Alors qu’il n’avait fait que 4,6 % aux législatives de 2009, ce parti de gauche effectue là un véritable tour de force. Il dépasse les 13,2 % du Parti socialiste au pouvoir, le Pasok, désavoué pour sa politique d’austérité économique. Une révolution dans le bipartisme traditionnel grec, organisé, depuis le retour de la démocratie en 1974, autour des socialistes du Pasok et des conservateurs de la Nouvelle-Démocratie (ND).

Partenaires de l’ancien gouvernement de coalition depuis novembre 2011 et alliés traditionnels, le Pasok et la ND n’étaient pas en mesure, à l’issue de ces élections, de former un nouveau gouvernement ensemble. À eux deux, ils ne remportent que 149 sièges sur 300 au Parlement. Il leur manquait donc 2 sièges pour atteindre la majorité absolue. Une sanction que leur a infligée le peuple, qui les tient pour responsables du gaspillage d’argent public pendant près d’une quarantaine d’années, conduisant à la crise financière actuelle.
Arrivée en tête avec 18,8 %, la ND s’est dans un premier temps retrouvée aux commandes. Le chef de l’État, Carolos Papoulias, membre du Pasok, a ainsi confié à son dirigeant, Antonis Samaras, la tâche de former « un gouvernement qui jouisse de la confiance du Parlement », selon les termes de la Constitution.

Cette mission, extrêmement compliquée au vu des résultats, a échoué: le «mandat exploratoire» dont disposait Antonis Samaras pour trouver «un ­gouvernement de salut national» s’est heurté à l’impossibilité de rallier une majorité pro-austérité au sein du nouveau parlement.
Carolos Papoulias a donc remis ce mandat, mardi 8 mai, au dirigeant du parti arrivé en deuxième position aux élections, à savoir Alexis Tsipras, chef de Syriza.

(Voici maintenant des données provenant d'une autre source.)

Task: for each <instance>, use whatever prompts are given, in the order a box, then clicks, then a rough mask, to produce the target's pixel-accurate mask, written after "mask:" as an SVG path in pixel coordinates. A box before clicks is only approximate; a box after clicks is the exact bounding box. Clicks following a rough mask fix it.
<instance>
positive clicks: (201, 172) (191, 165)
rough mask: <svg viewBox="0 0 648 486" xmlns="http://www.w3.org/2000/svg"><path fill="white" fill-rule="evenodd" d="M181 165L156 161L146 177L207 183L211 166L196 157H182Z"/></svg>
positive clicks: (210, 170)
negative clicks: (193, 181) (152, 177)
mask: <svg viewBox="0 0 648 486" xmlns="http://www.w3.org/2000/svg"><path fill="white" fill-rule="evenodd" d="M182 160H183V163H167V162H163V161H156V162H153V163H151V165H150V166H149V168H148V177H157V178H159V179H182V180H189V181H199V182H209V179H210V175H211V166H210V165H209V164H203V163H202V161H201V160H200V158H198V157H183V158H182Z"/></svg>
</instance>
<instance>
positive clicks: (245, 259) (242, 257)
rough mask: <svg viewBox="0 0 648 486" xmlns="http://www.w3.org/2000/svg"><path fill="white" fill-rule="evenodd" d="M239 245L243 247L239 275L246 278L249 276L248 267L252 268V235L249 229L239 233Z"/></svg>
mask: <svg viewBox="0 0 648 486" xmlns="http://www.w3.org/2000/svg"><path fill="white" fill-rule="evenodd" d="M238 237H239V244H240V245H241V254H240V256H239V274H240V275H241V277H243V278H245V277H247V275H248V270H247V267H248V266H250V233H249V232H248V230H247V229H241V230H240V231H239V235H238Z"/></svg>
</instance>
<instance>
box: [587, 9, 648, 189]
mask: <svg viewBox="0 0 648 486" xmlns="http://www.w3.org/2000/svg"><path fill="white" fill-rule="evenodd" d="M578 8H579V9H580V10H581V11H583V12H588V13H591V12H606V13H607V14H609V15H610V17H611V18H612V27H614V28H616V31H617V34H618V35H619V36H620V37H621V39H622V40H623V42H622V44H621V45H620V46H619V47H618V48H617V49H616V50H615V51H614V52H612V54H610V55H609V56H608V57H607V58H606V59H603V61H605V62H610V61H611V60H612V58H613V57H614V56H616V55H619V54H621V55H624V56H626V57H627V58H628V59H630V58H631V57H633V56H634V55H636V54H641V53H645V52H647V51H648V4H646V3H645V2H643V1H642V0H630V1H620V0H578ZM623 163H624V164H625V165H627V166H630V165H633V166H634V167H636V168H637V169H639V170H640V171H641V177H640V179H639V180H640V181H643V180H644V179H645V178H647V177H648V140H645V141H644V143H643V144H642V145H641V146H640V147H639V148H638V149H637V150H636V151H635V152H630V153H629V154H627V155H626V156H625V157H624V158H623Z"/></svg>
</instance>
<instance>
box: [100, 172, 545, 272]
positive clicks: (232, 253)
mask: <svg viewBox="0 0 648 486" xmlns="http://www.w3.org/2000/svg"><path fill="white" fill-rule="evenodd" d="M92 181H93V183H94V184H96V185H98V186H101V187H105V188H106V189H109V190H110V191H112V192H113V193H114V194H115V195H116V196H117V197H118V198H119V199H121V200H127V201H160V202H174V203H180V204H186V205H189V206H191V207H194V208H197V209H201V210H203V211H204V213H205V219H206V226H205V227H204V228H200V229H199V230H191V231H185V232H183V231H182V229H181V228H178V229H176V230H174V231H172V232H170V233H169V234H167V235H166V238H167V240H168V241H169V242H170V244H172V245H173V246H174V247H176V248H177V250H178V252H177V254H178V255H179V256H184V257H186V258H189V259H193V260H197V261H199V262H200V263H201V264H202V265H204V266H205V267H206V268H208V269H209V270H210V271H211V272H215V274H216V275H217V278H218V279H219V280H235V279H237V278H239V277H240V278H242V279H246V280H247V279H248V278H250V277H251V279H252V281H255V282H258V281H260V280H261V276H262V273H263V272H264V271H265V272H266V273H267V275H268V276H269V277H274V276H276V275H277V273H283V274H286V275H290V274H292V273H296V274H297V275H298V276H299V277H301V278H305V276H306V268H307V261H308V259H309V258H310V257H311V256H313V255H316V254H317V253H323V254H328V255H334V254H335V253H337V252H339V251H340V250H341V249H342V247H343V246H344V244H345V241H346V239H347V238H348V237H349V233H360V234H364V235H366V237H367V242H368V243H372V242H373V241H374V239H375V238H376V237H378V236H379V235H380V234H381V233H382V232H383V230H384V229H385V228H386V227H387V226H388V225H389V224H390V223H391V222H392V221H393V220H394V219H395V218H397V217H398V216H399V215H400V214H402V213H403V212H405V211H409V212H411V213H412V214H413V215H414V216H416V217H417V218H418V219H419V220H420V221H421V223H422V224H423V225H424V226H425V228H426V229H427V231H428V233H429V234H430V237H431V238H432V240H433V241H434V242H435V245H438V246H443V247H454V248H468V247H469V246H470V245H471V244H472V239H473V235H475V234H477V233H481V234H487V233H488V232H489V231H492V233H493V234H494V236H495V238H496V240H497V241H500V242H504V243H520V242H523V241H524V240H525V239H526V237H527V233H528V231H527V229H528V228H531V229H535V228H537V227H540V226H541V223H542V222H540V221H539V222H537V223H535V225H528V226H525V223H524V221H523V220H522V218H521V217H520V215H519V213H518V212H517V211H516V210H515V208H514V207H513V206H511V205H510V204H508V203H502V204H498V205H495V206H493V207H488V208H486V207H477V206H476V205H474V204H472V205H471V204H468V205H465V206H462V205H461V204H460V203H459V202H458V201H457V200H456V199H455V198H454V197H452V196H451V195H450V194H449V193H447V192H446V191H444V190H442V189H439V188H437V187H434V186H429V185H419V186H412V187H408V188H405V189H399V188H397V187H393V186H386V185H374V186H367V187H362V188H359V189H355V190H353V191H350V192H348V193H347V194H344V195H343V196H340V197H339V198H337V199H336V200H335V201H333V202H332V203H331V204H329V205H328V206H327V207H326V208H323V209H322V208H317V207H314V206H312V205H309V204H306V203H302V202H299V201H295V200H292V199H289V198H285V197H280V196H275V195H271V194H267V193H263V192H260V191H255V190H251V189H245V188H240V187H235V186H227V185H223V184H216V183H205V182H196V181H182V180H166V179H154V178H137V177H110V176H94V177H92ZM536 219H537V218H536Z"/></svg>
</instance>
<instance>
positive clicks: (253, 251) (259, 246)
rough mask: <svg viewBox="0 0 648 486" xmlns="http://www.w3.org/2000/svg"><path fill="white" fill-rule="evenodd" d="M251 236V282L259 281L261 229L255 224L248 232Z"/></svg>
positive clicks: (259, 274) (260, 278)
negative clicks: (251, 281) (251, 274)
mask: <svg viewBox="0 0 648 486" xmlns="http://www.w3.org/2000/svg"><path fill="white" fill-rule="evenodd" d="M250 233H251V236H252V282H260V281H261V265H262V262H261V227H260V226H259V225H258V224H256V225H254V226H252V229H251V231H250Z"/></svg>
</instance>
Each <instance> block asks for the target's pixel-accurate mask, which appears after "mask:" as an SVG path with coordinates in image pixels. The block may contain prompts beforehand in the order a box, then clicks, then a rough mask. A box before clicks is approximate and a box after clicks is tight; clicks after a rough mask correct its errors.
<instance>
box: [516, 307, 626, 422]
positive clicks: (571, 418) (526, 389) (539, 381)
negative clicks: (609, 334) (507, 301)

Mais ni lui ni aucun des cinq autres partis qui ont réussi à faire plus de 3 % pour entrer au Parlement ne soutient les politiques d’austérité conduites par les deux alliés. Alexis Tsipras, qui a fait une campagne résolument anti-austérité, demande un arrêt du paiement d’une partie de la dette. Il se prononce pour une renégociation du plan d’assainissement de l’économie du pays avec ses bailleurs de fonds, l’Union européenne et le FMI. Dans le même temps, la Commission européenne fait pression pour que « le futur gouvernement grec respecte les engagements qu’il a pris » dans le cadre du plan de sauvetage économique.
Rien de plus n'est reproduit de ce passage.